Sir Robert Aytoun or Ayton, (1570-1638), Scottish poet, son of Andrew Aytoun of Kinaldie, Fifeshire, was born in 1570. He was educated at the university of St Andrews, where he was incorporated as a student of St Leonard's College in 1584 and graduated M.A. in 1588. He lived for some years in France, and on the accession of James VI. to the English throne he wrote in Paris a Latin panegyric, which brought him into immediate favour at court. He was knighted in 1612. He held various lucrative offices, and was private secretary to the queens of James I. and Charles I. He died in London and was buried in Westminster Abbey on the 28th of February 1638. His reputation with his contemporaries was high, both personally and as a writer, though he had no ambition to be known as the latter.

Aytoun's remains are in Latin and English. In respect of the latter he is one of the earliest Scots to use the southern standard as a literary medium. The Latin poems include the panegyric already referred to, an Epicedium in obitum Thoma RhodiBasia, sive Strena ad Jacobum HayumLessus in funere Raphaelis ThoreiCarina Caro; and minor pieces, occasional and epitaphic. His first English poem was Diophantus and Charidora (to which he refers in his Latin panegyric to James). He has left a number of pieces on amatory subjects, including songs and sonnets.

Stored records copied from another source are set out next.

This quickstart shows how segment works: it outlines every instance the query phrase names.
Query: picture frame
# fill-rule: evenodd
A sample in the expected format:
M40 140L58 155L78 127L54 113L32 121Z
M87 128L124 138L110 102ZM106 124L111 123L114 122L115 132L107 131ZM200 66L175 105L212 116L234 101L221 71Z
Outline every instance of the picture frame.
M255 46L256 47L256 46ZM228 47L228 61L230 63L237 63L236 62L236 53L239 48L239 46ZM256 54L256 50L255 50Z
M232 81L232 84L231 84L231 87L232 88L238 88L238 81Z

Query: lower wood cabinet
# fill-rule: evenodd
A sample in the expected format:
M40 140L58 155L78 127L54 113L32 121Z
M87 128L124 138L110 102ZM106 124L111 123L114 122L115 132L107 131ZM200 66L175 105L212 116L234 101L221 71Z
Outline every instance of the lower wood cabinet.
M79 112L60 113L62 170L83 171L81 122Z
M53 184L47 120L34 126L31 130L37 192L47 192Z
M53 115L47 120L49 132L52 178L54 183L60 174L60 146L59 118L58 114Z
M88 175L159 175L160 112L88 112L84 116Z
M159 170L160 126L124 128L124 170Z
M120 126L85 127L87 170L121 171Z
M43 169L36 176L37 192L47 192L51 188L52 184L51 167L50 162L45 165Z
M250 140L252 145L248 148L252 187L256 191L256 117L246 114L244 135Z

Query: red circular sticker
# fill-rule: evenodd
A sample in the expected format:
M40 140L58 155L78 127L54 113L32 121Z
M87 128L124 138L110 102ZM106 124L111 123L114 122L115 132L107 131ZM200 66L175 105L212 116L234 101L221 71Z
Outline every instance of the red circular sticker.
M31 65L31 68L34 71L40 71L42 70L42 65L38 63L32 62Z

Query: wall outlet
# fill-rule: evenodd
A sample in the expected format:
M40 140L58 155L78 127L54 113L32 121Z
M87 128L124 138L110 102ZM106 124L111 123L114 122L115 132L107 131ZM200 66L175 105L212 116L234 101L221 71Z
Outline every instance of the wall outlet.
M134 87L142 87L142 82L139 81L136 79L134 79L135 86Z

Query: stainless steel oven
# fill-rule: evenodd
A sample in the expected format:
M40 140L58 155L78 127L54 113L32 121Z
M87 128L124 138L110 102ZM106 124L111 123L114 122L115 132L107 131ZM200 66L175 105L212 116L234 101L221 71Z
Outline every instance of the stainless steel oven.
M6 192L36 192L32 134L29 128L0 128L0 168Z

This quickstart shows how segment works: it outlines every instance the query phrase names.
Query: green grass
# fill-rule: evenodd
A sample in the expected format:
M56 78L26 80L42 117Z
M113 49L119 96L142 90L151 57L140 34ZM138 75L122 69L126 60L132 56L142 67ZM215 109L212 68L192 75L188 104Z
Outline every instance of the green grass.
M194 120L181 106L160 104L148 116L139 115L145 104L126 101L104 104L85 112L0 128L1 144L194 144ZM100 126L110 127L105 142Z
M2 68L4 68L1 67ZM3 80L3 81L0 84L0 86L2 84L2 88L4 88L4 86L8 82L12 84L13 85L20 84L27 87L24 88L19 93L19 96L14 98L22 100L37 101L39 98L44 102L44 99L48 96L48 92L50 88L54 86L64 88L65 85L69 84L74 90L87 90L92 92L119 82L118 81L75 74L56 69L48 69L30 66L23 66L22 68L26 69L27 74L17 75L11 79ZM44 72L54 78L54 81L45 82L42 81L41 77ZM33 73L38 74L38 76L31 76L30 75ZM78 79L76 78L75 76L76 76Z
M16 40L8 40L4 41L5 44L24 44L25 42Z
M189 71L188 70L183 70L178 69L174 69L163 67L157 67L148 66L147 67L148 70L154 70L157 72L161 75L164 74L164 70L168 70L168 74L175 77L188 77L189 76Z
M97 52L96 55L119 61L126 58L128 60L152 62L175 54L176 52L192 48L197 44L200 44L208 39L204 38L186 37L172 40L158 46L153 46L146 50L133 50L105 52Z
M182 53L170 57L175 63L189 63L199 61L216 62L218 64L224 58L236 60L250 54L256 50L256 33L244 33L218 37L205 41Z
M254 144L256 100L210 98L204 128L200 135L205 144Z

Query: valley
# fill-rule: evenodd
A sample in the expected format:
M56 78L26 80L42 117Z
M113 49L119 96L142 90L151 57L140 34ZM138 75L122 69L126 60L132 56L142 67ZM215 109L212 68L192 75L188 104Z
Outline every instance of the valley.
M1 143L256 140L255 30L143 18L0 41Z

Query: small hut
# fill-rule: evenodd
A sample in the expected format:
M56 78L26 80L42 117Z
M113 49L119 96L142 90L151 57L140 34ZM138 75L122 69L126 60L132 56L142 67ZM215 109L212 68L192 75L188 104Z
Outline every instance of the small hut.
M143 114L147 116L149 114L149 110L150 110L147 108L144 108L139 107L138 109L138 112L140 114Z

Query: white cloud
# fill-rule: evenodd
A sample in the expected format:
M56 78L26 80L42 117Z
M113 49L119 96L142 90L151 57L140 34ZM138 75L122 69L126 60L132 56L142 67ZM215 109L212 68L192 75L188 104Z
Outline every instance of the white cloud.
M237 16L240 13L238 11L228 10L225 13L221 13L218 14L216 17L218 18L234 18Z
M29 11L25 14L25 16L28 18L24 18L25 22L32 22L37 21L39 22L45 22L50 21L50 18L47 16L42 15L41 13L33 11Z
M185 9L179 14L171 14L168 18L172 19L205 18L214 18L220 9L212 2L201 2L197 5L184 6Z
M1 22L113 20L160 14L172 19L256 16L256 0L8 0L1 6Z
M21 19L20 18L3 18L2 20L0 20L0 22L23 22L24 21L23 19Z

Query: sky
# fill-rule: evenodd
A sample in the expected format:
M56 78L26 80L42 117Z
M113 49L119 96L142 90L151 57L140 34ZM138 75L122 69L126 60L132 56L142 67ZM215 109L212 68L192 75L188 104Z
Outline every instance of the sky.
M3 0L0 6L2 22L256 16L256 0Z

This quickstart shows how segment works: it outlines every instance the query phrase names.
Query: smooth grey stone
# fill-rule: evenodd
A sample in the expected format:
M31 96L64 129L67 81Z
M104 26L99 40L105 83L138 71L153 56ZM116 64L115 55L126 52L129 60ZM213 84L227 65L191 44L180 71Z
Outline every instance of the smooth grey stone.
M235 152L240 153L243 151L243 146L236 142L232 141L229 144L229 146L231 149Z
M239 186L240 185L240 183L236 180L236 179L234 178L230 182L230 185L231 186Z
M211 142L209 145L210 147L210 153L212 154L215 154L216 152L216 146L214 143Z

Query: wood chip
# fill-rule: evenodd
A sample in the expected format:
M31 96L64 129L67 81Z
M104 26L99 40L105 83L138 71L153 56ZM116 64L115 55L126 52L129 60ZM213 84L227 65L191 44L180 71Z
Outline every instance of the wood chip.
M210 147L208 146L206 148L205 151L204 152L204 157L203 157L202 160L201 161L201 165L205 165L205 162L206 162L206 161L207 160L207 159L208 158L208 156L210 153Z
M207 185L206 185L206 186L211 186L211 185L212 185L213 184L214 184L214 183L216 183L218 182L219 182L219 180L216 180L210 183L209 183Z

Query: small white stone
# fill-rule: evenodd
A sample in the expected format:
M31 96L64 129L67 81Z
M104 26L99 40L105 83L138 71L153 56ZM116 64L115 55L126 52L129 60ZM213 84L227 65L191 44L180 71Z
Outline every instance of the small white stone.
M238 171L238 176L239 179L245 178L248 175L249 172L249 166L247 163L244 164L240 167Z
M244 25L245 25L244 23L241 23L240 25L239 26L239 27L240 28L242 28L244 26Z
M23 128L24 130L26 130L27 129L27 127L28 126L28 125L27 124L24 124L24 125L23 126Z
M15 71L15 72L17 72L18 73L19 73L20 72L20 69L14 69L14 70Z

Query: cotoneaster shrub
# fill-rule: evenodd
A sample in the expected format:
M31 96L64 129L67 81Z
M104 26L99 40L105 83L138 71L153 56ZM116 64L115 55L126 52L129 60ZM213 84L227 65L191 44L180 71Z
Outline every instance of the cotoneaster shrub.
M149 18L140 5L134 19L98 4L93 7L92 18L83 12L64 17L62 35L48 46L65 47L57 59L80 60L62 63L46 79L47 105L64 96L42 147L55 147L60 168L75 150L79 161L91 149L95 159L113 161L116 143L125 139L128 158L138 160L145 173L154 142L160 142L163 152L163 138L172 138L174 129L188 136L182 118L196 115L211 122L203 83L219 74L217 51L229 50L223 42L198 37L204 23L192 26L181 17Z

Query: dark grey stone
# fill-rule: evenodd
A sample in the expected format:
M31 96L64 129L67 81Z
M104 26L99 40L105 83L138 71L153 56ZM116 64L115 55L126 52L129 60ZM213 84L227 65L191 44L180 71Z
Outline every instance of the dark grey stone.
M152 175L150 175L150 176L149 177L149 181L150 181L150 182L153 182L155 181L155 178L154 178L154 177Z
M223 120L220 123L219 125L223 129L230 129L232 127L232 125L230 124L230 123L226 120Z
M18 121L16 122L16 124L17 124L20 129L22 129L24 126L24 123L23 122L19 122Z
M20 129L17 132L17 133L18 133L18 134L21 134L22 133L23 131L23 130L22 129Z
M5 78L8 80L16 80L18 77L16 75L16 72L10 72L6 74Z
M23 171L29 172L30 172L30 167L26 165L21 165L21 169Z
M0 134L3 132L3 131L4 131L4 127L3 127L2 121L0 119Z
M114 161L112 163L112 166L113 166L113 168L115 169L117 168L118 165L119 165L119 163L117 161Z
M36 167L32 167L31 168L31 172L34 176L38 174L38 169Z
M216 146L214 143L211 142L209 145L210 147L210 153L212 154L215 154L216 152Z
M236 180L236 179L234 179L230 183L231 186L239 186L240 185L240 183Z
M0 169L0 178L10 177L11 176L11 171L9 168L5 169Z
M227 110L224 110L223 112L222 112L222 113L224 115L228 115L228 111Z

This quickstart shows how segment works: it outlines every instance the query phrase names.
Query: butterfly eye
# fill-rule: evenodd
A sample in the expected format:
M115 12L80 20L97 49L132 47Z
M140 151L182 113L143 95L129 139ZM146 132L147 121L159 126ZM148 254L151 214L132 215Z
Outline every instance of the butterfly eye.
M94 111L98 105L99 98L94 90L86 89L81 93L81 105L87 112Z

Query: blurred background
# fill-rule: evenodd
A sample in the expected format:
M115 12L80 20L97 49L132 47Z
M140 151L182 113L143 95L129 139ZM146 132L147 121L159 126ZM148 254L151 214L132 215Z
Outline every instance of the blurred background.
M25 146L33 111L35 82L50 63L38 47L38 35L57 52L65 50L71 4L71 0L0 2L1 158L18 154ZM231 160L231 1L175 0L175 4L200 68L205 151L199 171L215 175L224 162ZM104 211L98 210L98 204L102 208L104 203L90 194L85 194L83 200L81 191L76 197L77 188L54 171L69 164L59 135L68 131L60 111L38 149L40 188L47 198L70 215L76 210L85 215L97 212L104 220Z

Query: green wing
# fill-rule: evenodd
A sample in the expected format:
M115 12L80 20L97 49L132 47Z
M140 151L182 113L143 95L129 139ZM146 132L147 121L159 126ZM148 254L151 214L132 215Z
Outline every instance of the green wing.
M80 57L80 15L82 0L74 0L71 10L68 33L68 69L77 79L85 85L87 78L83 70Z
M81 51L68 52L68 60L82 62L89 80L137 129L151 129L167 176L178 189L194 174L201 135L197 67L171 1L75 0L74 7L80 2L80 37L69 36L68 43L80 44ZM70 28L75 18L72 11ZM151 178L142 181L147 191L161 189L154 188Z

Aytoun's Latin poems are printed in Delitiae Poetarum Scotorum (Amsterdam, 1637), i. pp. 40-75. His English poems are preserved in a MS. in the British Museum (Add. MSS. 10,308), which was prepared by his nephew, Sir John Aytoun. Both were collected by Charles Rogers in The Poems of Sir Robert Aytoun (London, privately printed, 1871). This edition is unsatisfactory, though it is better than the first issue by the same editor in 1844. Additional poems are included which cannot be ascribed to Aytoun, and which in some cases have been identified as the work of others. The poem "I do confess thou'rt smooth and fair" may be suspected, and the old version of "Auld Lang Syne" and "Sweet Empress" are certainly not Aytoun's. Some of the English poems are printed in Watson's Collection (1706-1711) and in the Bannatyne Miscellany, i. p. 299 (1827). There is a memoir of Aytoun in Rogers's edition, and another by Grosart in the Dict. of Nat. Biog. Particulars of his public career will be found in the printed Calendars of State Papers and Register of the Privy Council of the period.